Вазма лежала на земле. Ей было тяжело дышать. Она не понимала, что случилось, и ничего не чувствовала. Полиция оцепила место взрыва, приехали машины «скорой помощи», чтобы отвезти раненых в больницу. За эти несколько минут жизнь Вазмы полностью изменилась. Периоды после бомбежки и до нее стали разными главами ее жизни.
В 80-х годах в Кабуле ежедневно взрывались бомбы, и горожане жили в постоянном страхе, даже ходить в школу или на работу было делом рискованным. Мы, дети, ничего не понимали в политике, не знали причин взрывов, но было имя, которое вызывало страх даже у нас, — Гульбедин Хекматияр, лидер одной из самых многочисленных группировок.
Войска Афганистана запускали российские ракеты, которые назывались стингерами. Они могли запустить до двадцати ракет одновременно. Мы привыкли к звукам, сопровождавшим пуск ракет, и знали, когда стреляют по моджахедам; тогда мы не прятались в коридорах и, продолжая играть на улице, говорили друг другу, что бояться нечего.
— Это наши ракеты, а не Гульбедина, — поясняли мы.
В то время ни я, ни мои друзья не задумывались над тем, что эти ракеты были нацелены на людей. Вот что война сделала с нами. Мы радовались, что наше правительство выпустило двадцать ракет по повстанцам. Мы были напуганы и возмущались, когда ракета падала на наш город, но не понимали, что наше правительство тоже виновно в ранениях и смертях мирного населения.

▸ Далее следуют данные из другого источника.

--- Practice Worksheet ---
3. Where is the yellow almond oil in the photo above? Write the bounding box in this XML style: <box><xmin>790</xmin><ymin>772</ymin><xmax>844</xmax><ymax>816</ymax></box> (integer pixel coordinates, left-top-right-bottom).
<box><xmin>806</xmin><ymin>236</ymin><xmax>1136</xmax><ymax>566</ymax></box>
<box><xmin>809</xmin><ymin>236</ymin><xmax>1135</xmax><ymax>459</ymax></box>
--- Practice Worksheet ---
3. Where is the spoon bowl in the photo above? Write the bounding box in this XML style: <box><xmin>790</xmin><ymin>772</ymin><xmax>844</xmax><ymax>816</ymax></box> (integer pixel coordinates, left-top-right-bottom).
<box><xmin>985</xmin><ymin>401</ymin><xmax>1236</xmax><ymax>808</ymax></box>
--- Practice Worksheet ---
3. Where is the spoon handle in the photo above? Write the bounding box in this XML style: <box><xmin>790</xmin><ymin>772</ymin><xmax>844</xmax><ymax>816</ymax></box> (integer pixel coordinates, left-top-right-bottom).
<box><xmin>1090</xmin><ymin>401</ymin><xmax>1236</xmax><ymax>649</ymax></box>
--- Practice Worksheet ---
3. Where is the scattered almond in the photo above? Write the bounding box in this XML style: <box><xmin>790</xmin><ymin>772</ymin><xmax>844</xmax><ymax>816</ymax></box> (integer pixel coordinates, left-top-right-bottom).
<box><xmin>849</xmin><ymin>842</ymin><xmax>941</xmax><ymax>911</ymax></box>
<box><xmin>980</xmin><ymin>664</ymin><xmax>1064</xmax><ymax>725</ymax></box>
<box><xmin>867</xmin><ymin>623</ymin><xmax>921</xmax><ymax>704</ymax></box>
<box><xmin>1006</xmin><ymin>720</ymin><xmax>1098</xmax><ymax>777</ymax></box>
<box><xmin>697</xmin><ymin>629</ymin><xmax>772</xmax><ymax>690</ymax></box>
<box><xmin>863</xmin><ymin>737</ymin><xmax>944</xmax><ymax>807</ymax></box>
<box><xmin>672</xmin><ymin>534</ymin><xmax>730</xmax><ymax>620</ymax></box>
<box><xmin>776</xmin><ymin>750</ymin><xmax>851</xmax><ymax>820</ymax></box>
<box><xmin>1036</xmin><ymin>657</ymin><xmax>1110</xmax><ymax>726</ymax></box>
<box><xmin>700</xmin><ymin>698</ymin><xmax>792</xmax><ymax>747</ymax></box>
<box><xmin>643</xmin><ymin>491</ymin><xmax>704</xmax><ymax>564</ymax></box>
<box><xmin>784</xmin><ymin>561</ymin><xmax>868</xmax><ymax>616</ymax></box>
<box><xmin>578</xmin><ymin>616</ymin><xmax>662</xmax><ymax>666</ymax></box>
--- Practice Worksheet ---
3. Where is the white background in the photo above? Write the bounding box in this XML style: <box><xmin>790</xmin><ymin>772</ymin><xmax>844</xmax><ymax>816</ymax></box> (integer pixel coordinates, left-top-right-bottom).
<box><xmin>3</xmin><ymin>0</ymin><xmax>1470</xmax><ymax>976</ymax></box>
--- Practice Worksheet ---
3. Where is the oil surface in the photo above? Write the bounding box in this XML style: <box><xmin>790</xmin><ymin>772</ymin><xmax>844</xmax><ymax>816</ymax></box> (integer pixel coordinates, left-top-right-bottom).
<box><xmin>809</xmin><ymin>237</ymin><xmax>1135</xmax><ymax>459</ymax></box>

Иногда я думаю о том времени. Война приносит страдания и горе в семьи обоих участников конфликта. Некоторые шрамы настолько глубоки, что остаются навсегда и разрушают жизнь человека. Так случилось и с Вазмой.
Я встретила ее во вторую, более тяжелую половину ее жизни. Прошло семь лет со времени той бомбежки, теперь ей было двадцать четыре года. Я пришла к ней в центр социального обеспечения, созданный для того, чтобы женщины, которым ампутировали конечность, могли заработать себе на хлеб. Директор отвел меня в комнату, полную женщин, — все они шили одежду. Он указал на женщину с бледной кожей, которая трудилась над ярким традиционным платьем. Она выглядела вдвое старше своего возраста. Эта женщина работала без энтузиазма, возле нее стояли два костыля. Я подошла и представилась:
— Салам алейкум (мир вам)! Я Зархуна Каргар, ведущая «Афганского женского часа» на Би-би-си.
Вазма подняла глаза от шитья. Она поздоровалась и несмело улыбнулась. Я сказала, что пришла, чтобы записать ее историю, которую потом можно будет услышать по радио. Она спросила, откуда я знаю, что ей есть что рассказать, и я ответила, что один из моих друзей в Кабуле считает ее очень хорошей рассказчицей. Она была приятно удивлена, узнав, что кто-то из ее знакомых связался с Би-би-си и у нее хотят взять интервью.
Мы перебрались в более тихую комнату. Вазма опиралась на костыли во время ходьбы. На ней были черная юбка и большая белая шаль, которая покрывала голову и плечи. Когда мы пришли на место, я установила аппаратуру и попросила Вазму начать свой рассказ.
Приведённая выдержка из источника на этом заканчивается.